Le président Obama a toutefois rejeté l'idée d'une intervention américaine destinée à appuyer la rébellion, alors que le pouvoir syrien est en butte à une révolte populaire déclenchée début 2011. Cette dernière s'est militarisée et a dégénéré en guerre civile qui a fait plus de 100 000 morts selon l'ONU. Un «engagement direct militaire» des États-Unis dans la guerre civile «ne serait pas bénéfique à la situation sur le terrain», a-t-il estimé. L'idée sous-jacente à la réaction des États-Unis serait, a-t-il expliqué, que le gouvernement syrien «reçoive un message assez fort sur le fait qu'il ferait mieux de ne pas recommencer». M. Obama a indiqué que les États-Unis «ont conclu que le gouvernement syrien a bien commis cela, et que donc, il faut qu'il y ait des conséquences internationales».

Relations dégradées avec la Russie

«Je ne souhaite pas un conflit sans fin en Syrie, mais (...) lorsque des pays violent les règles internationales sur des armes comme des armes chimiques qui pourraient nous menacer, il faut qu'ils rendent des comptes», a-t-il insisté. Punir le gouvernement Assad «ne résoudra pas tous les problèmes de la Syrie. Évidemment, cela ne mettra pas fin aux morts de civils innocents en Syrie», a-t-il concédé. «Nous espérons qu'une transition se produira en fin de compte en Syrie, et nous sommes prêts à travailler avec tout le monde, les Russes et les autres pour essayer de rassembler les parties pour trouver une solution au conflit», a assuré M. Obama, alors que les relations avec Moscou, allié indéfectible de Damas, se sont de son propre aveu fortement dégradées depuis le retour à la présidence de Vladimir Poutine en mai 2012.

Mais «nous voulons que le régime Assad comprenne qu'en ayant recours à des armes chimiques à grande échelle contre son propre peuple, contre des femmes, des bébés, des enfants, il ne fait pas que violer les règles internationales et les critères de décence, mais qu'il crée aussi une situation dans laquelle les intérêts nationaux américains sont affectés, et il faut que cela cesse», a-t-il martelé.

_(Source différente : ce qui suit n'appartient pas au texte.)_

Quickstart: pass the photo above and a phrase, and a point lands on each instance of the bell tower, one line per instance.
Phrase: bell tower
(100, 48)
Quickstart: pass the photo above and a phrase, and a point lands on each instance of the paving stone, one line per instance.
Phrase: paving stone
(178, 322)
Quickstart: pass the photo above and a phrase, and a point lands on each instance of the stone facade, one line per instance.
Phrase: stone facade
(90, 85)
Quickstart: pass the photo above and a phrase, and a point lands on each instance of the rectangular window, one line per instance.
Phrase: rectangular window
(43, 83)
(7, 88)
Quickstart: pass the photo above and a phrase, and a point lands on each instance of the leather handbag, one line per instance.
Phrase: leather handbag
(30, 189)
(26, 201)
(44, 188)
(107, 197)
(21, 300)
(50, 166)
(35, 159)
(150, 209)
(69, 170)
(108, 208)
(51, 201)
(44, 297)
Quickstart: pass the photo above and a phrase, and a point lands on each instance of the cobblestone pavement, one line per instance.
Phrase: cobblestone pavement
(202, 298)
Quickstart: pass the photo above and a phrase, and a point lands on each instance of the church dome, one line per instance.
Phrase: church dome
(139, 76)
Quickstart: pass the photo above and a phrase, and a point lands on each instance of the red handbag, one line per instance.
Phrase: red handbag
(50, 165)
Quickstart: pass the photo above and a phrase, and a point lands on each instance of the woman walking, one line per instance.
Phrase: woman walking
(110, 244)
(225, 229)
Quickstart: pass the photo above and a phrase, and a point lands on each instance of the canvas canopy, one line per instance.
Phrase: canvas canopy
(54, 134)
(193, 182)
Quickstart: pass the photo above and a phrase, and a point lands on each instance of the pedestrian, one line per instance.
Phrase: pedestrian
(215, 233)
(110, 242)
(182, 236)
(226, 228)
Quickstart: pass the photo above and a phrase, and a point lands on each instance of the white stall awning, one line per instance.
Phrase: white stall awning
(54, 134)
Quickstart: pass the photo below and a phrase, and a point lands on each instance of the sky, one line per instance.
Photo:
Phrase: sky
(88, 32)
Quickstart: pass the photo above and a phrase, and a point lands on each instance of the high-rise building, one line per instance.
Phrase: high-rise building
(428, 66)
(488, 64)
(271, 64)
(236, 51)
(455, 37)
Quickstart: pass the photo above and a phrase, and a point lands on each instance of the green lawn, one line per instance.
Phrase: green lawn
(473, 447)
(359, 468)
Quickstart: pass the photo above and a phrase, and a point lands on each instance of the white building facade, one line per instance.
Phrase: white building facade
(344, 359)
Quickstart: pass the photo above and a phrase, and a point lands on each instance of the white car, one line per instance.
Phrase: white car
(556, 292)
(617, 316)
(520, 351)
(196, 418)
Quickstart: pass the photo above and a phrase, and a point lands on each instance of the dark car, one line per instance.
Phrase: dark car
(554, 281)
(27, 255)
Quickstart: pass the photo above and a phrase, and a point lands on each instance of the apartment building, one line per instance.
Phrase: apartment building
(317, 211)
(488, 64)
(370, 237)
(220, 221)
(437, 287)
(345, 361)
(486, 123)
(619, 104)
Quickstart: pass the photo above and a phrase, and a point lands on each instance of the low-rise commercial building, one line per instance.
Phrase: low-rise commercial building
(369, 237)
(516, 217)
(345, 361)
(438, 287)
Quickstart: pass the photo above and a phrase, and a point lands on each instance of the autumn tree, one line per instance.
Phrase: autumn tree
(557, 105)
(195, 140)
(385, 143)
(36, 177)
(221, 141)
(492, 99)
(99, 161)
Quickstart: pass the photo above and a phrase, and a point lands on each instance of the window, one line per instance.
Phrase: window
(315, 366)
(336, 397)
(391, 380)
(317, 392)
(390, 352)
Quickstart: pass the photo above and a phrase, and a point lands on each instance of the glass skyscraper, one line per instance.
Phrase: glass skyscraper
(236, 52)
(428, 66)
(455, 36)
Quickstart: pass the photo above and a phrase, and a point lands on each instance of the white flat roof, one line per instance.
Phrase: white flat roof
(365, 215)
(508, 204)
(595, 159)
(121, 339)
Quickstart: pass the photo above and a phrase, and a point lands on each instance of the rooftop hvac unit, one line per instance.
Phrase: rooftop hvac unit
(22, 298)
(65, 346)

«Pas une répétition de l'Irak»

Le soutien de la Russie au gouvernement de Damas semble fermer aux États-Unis la possibilité de voir le Conseil de sécurité des Nations unies donner un feu vert à une intervention en Syrie, ce qui semble présager une action unilatérale de Washington. M. Obama, opposé il y a dix ans à l'invasion de l'Irak par l'administration de son prédécesseur républicain George W. Bush, qui s'était passé de l'autorisation de l'ONU, a rejeté d'avance la comparaison historique.

Il a évoqué «une approche limitée, sur mesure» pour «ne pas nous retrouver entraînés dans un long conflit, pas une répétition de l'Irak, ce qui inquiète beaucoup de monde». «Si nous envoyons un coup de semonce pour dire "arrêtez", nous pouvons avoir un impact positif sur notre sécurité nationale à long terme», a argumenté le président.